Personal information
- Full name: William John Alexander McMahon
- Born: 13 July 1894 Richill, Ireland
- Died: 24 December 1974 (aged 80) Galway, Connacht, Ireland
- Nickname: Burry
- Batting: Unknown
- Bowling: Unknown

Domestic team information
- 1925–1926: Dublin University

Career statistics
| Competition | First-class |
| Matches | 3 |
| Runs scored | 23 |
| Batting average | 4.60 |
| 100s/50s | –/– |
| Top score | 18 |
| Balls bowled | 318 |
| Wickets | 2 |
| Bowling average | 89.00 |
| 5 wickets in innings | – |
| 10 wickets in match | – |
| Best bowling | 2/92 |
| Catches/stumpings | 4/– |
- Source: Cricinfo, 16 October 2018

= Burry McMahon =

Irish cricketer

William John Alexander McMahon known as Burry McMahon (13 July 1894 – 24 December 1974) was an Irish first-class cricketer.
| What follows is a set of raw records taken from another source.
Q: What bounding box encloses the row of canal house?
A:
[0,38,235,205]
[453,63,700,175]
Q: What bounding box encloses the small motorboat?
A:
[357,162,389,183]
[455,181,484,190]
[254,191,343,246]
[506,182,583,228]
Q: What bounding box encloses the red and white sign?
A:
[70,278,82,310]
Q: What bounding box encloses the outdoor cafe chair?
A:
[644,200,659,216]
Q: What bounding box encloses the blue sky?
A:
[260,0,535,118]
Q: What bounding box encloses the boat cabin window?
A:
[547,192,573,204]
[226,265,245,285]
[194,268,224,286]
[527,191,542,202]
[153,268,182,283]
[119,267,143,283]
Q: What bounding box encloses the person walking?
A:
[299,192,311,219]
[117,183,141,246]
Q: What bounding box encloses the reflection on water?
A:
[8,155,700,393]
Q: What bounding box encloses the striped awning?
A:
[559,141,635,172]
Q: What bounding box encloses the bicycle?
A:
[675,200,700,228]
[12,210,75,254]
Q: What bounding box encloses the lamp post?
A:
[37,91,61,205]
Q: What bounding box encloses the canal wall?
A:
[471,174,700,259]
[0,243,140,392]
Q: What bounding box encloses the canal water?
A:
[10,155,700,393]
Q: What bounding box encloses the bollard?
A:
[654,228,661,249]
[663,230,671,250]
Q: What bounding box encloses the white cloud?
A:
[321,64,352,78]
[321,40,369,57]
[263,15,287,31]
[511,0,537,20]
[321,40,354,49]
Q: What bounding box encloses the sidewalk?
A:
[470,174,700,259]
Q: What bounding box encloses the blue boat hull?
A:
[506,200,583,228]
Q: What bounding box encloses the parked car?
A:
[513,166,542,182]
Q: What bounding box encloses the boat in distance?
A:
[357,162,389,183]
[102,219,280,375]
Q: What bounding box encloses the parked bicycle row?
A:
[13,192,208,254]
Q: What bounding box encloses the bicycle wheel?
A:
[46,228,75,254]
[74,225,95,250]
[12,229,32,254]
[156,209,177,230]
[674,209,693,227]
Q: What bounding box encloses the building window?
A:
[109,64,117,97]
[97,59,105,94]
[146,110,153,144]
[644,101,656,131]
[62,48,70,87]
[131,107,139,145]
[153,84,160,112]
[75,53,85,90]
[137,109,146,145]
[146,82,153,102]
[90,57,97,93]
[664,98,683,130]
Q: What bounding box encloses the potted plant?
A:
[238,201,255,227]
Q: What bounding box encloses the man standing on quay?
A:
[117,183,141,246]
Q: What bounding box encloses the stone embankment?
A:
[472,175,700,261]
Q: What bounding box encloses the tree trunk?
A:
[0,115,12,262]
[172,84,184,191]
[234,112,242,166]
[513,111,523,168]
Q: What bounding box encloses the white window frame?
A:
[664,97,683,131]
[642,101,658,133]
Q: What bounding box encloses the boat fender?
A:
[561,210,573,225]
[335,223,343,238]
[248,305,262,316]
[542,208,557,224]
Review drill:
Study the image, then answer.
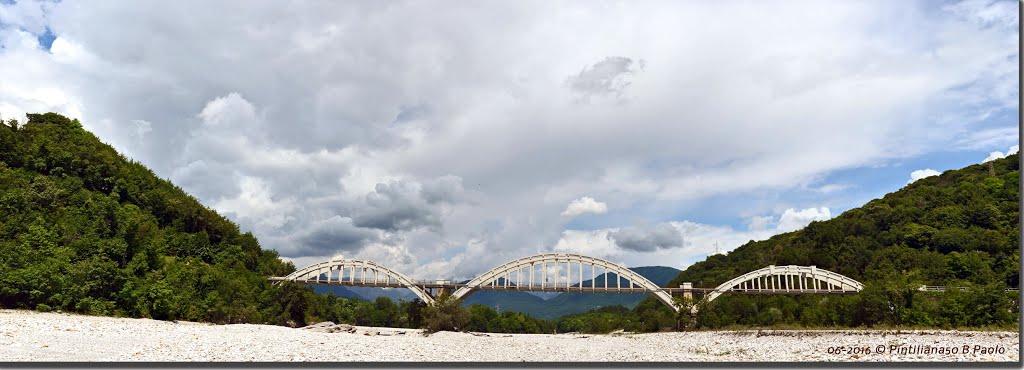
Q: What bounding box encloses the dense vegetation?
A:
[671,154,1020,328]
[0,114,1020,333]
[0,114,327,324]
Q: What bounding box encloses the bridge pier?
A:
[679,282,693,299]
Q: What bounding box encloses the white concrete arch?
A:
[453,253,679,312]
[705,264,864,302]
[285,259,434,303]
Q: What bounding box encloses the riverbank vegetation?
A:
[0,114,1020,333]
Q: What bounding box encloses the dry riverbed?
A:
[0,310,1020,362]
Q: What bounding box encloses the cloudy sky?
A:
[0,0,1020,279]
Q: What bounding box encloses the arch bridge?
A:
[270,253,863,312]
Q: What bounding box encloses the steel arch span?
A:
[281,259,434,303]
[705,264,864,302]
[453,253,679,312]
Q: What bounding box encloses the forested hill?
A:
[671,154,1020,287]
[0,113,301,323]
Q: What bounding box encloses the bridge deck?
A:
[269,278,856,294]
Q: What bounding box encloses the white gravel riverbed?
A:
[0,310,1020,362]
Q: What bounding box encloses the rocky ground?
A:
[0,310,1020,363]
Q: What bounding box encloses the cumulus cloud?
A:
[775,207,831,232]
[562,197,608,217]
[981,146,1020,163]
[284,216,380,257]
[0,1,1019,278]
[352,181,440,232]
[906,168,942,184]
[565,56,646,99]
[746,216,774,231]
[608,223,683,252]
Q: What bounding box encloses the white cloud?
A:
[0,1,1019,278]
[906,168,942,184]
[775,207,831,232]
[562,197,608,217]
[746,216,774,232]
[981,146,1020,163]
[981,152,1007,163]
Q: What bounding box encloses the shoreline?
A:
[0,310,1020,363]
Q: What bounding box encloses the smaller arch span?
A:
[453,253,679,312]
[283,259,434,303]
[705,264,864,302]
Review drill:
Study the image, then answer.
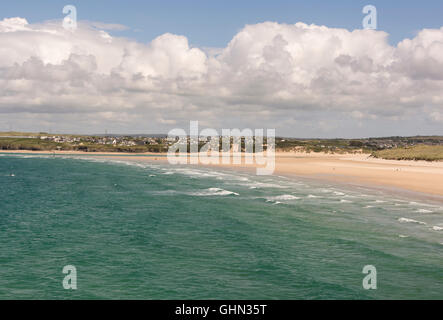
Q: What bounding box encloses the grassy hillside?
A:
[0,137,167,153]
[372,145,443,161]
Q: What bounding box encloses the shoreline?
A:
[0,150,443,202]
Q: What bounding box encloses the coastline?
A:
[0,150,443,202]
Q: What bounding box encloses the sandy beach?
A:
[1,150,443,197]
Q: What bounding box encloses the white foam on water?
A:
[188,188,239,197]
[415,209,433,213]
[266,194,300,202]
[398,217,426,225]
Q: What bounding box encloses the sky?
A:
[0,0,443,138]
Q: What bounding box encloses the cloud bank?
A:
[0,18,443,136]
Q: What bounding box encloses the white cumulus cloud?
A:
[0,18,443,136]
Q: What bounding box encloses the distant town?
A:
[0,132,443,160]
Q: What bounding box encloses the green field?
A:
[372,145,443,161]
[0,137,167,153]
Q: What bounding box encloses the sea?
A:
[0,154,443,299]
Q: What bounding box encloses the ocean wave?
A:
[188,188,240,197]
[266,194,300,202]
[415,209,433,213]
[398,217,426,225]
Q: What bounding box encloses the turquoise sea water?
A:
[0,155,443,299]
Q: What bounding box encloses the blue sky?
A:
[0,0,443,137]
[0,0,443,47]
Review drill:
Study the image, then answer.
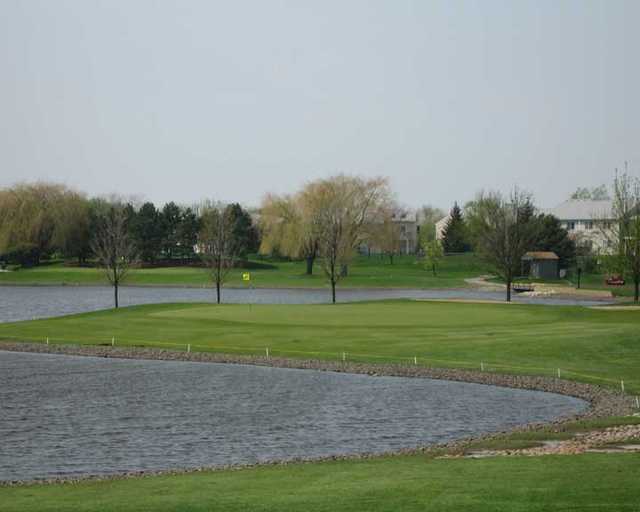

McMahon was born at Richhill, County Armagh in July 1894. He played three first-class cricket matches for Dublin University, playing all three matches against Northamptonshire. He played once in 1925 at Northampton, and twice in 1926 at Dublin and Northampton. In his three first-class matches, he scored 23 runs and took two wickets. He died at Galway in December 1974.